Tendo isso presente, e salvo o mui e devido respeito por posição contrária (ver Decisão do Exmo. Vice-Presidente do TRL, de 19/4/2010, Processo n.º 934/01.5TXCBR-A.L1-3), entendemos que a decisão ora em análise não pode ser conhecida em via de recurso, pelos motivos que constam do Acórdão do TRE, de 21/10/2010, Processo n.º 883/10.6TXEVR-CE1, relatado pelo Exmo. Desembargador António Latas, in www.dgsi.pt, no qual pode ser lido o seguinte:
“c) Vejamos então o que dispõe o actual CEP sobre o recurso de decisão que tenha deferido ou indeferido o pedido de colocação do recluso em Regime de permanência na habitação para adaptação à LC.
O CEP pretende regular praticamente toda a matéria substantiva e processual relativa à execução das penas e medidas privativas da liberdade e apesar de deixar no C. Penal precisamente os institutos da liberdade condicional e da adaptação à liberdade condicional[4], contém a totalidade do regime processual especialmente regulador destas figuras, para além de regras próprias em matéria de recursos, incluindo o princípio geral contido no seu art. 235º .
No título IV do Livro II, dedicado ao processo nos TEP, o CEP reservou o capítulo V para o processo de Liberdade condicional, que é uma das formas de processo expressamente previstas no seu art. 155º.
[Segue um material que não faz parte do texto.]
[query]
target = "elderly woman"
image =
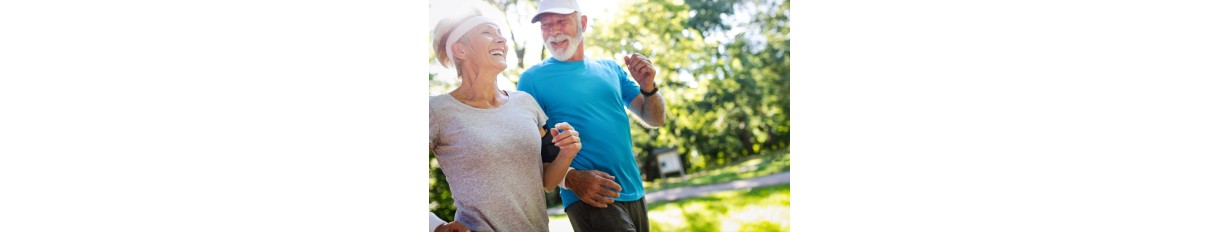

Aquele capítulo V divide-se em três secções, sendo a 1ª dedicada à concessão da liberdade condicional, a 2ª à execução e incumprimento da liberdade condicional e a 3ª ao período de adaptação à liberdade condicional.
Ora, enquanto o artigo 179º do CEP, incluído na 1ª secção, prevê a possibilidade de recurso limitada à questão da concessão ou recusa da liberdade condicional, e o art. 186º (incluído na 2ª secção, dispõe, de forma similar, que o recurso é limitado à questão da revogação ou não revogação da liberdade condicional, o art. 188º, única disposição que integra a 3ª secção, nada diz sobre eventual recurso de decisão que conheça do pedido de concessão do período de adaptação à liberdade condicional, nem remete para qualquer uma das normas ora citadas.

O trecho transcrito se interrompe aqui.